In July 1956 Forough left Iran for the first time on a nine-months trip to Europe. In this year her second volume of verse, containing twenty-five short lyrics, called Divar (The Wall), was published, dedicated to her former husband.
In 1958 Forough’s third collection Esian (Rebellion), appeared and securely established her as promising yet notorious poet. Forough’s relationship with the controversial writer and cinematographer Ebrahim Golestan began and remained important in the poet’s personal life until her death.
as film maker
In 1962 she made a documentary movie about a leper’s colony, titled “The House Is Black”. The movie was acclaimed internationally and won several prizes.
In 1963 UNESCO produced a thirty minutes movie about Forough. Also Bernardo Bertolucci came to Iran to Interview her and decided to produce a fifteen minutes movie about the poet’s life.
In 1964 Forough’s fourth poetry collection, Tavallodi Digar (Another Birth), contained thirty-five poems which the poet had composed over a period of nearly six years was published.
In 1965 Forough’s fifth collection of verse called “Let Us Believe In The Beginning Of The Cold Season” is in print and was published after her death.
On Monday February 14, 1967 Forough visited her mother, who later recalled their conversation over lunch as the nicest that they ever had. From her mother’s home, on the way back, with Forough driving, at the intersection of Marvdasht and Loqumanoddowleh Streets in Darrus, her jeep station wagon swerved to avoid an oncoming vehicle and struck a wall. Thrown from her car, at the height of her creativity and barely thirty-two Forough Farrokhzad died of head injuries. She was buried beneath the falling snow in the Zahiro-Doleh in Tehran.

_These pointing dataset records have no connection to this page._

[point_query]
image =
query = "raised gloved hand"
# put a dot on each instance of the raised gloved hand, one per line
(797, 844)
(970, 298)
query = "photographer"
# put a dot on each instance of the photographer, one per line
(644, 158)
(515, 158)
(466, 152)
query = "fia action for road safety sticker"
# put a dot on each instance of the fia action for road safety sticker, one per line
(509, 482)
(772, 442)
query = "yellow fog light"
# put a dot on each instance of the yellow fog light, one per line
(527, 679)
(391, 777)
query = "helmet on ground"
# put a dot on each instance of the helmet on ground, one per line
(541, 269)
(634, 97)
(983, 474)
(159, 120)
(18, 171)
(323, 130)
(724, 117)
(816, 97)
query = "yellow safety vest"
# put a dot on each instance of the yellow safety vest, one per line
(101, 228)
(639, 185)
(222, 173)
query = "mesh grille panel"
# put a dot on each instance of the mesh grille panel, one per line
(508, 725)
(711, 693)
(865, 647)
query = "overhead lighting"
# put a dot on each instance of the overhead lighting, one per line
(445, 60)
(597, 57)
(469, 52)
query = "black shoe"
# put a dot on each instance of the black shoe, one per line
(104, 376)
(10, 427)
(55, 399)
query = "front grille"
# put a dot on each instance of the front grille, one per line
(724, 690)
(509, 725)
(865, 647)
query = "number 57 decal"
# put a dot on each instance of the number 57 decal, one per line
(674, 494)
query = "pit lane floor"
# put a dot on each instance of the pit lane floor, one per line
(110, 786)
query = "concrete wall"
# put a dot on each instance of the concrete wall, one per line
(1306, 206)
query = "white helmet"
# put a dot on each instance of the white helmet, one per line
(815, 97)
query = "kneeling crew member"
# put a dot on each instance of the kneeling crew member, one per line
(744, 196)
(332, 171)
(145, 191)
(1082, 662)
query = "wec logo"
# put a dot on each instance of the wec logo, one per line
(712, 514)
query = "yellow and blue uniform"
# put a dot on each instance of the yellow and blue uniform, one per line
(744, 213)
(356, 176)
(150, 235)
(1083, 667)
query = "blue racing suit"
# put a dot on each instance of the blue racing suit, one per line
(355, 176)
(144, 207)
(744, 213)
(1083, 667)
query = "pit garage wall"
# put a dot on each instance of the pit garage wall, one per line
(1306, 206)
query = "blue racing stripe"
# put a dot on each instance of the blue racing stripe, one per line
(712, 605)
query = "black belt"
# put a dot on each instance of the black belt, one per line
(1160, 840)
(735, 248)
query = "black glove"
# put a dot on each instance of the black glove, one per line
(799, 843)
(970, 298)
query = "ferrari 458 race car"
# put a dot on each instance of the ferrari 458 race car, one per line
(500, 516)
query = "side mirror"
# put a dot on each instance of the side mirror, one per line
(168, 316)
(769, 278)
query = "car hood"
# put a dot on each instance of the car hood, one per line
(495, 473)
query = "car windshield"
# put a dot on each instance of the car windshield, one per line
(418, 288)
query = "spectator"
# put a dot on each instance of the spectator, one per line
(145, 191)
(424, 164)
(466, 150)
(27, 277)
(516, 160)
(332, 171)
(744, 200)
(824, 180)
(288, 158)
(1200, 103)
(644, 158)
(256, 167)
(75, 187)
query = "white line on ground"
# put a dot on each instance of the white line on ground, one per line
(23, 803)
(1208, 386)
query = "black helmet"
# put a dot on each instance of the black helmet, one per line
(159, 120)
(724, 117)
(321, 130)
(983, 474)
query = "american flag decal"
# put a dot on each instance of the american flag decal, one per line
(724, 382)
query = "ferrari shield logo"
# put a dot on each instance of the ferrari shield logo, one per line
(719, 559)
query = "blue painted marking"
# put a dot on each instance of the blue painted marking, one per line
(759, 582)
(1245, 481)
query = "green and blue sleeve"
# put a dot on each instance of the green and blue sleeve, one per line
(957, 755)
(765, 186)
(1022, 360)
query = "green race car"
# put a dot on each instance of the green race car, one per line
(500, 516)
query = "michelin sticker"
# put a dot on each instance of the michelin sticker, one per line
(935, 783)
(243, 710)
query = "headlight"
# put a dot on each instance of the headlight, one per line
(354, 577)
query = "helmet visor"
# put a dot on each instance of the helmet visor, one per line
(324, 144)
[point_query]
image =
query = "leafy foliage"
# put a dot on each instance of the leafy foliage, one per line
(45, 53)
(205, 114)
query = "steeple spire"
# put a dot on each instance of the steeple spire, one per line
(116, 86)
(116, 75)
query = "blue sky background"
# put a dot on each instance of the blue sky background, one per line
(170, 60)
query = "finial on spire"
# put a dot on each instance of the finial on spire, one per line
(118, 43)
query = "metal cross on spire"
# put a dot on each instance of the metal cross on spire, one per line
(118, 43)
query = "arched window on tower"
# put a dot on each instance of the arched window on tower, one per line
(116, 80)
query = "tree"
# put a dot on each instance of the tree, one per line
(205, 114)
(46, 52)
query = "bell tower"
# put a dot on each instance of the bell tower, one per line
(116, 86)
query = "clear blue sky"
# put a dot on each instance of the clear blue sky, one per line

She clearly voices her feelings in the mid-1950s about conventional marriage, the plight of women in Iran, and her own situation as a wife and mother no longer able to live a conventional life in such poems as “The Captive“, “The Wedding Band“, “Call to Arms“, and “To My Sister“. As a divorcee poet in Tehran, Farrokhzad attracted much attention and considerable disapproval. She had several short lived relationships with men, and “The Sin” describes one of them.